Il mare? Non è una discarica ma una risorsa da proteggere e non saccheggiare

di VITTORIO POLITO - I dati ISTAT ci informano che l’80% del pesce consumato sulle nostre tavole viene dall’estero. Nei nostri mari si pescano ogni anno 180 mila tonnellate di pesce, mentre le importazioni ammontano a un milione di tonnellate (compresi prodotti congelati, essiccati), di cui il 40% in arrivo da Paesi extra Unione Europea.

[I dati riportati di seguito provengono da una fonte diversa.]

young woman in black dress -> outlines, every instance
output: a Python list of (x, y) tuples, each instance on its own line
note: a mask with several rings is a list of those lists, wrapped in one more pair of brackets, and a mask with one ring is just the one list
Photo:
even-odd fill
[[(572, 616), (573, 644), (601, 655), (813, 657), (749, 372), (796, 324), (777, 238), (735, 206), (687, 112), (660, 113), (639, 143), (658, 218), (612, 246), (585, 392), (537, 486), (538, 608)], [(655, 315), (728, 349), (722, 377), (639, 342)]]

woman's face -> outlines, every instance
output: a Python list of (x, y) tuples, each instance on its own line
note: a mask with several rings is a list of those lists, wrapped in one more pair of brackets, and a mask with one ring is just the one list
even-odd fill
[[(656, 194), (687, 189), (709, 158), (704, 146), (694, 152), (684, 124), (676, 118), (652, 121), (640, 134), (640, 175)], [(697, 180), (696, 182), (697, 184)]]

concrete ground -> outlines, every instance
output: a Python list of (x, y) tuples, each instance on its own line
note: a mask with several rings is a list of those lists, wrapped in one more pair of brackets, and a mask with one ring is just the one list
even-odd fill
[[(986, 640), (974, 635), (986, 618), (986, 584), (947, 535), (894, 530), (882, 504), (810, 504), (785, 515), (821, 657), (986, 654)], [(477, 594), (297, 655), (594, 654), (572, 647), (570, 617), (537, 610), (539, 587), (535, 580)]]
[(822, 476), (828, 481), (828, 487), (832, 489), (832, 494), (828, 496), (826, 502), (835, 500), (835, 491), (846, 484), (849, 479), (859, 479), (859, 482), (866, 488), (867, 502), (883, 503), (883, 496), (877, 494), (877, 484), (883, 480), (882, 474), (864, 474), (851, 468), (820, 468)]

Già nel lontanissimo 37 a.C. Quinto Orazio Flacco descriveva Bari “pescosa” e Armando Perotti nel suo libro del 1907 “Bari Ignota”, nel capitolo “Piscosi mœnia Bari” scriveva che «Se Bari non merita più il nome di ‘pescosa’, la colpa non è dei pesci né sua; è dei governi. Mai come in questo caso calza l’adagio: Piove? Governo ladro! La diminuzione reale, continua, allarmante, della pesca, non solamente nel nostro mare, ma in tutti i mari d’Italia, da Genova a Gaeta, da Livorno a Taranto, da Messina a Venezia, è una delle tante disgrazie che il bel paese sconta per merito di chi la regge. L’indifferenza e l’ignoranza di costoro tollera che esista ancora il concetto primitivo, preistorico, che il mare sia la cosa di tutti, nella quale ognuno può, dove, come, quando crede, raccogliere. Ma appunto perché è la cosa di tutti, essa non è di alcuno; e l’individuo non ha il diritto, dove lo ha la collettività».

Da oltre 30 anni è in vigore una disposizione dell’Unione Europea che disciplina per qualche tempo, in verità brevissimo, il fermo biologico della pesca finalizzato a favorire la riproduzione naturale ed a tutelare il patrimonio ittico del mare. Il fermo biologico varia da Regione a Regione per rispettare le tempistiche di riproduzione dei pesci.

La realtà è una sola, scrive ancora Perotti: «Il mare non rende più, perché lo abbiamo saccheggiato con la più fatale delle imprevidenze, quella di credere che la sua ricchezza non avesse a finir mai. Per prodigiosa che sia la fecondità degli abitanti delle acque, noi abbiamo trovato il mezzo di renderla inefficiente. Le sarde, per esempio, principalissima fra le pesche italiane, e pugliesi, non vengono nient’affatto dal Canale di Suez o dallo stretto di Gibilterra; ma, a primavera, quando la dea madre le muove, ascendono dalle valli abissali, che si aprono a poche miglia dalla nostra costa, e affiorano in banchi innumerevoli, dirigendosi verso terra».

In conclusione va detto che anche per il mare vi sono delle regole da rispettare, innanzitutto buon senso e accortezza a non danneggiarlo ulteriormente con rifiuti, scarichi industriali, liquami, urbanizzazione selvaggia, strutture turistiche invasive, materie plastiche, pesca di frodo, ecc., considerando che il mare non è una discarica e, soprattutto, non è una risorsa da saccheggiare, ma da proteggere e conservare per le generazioni future.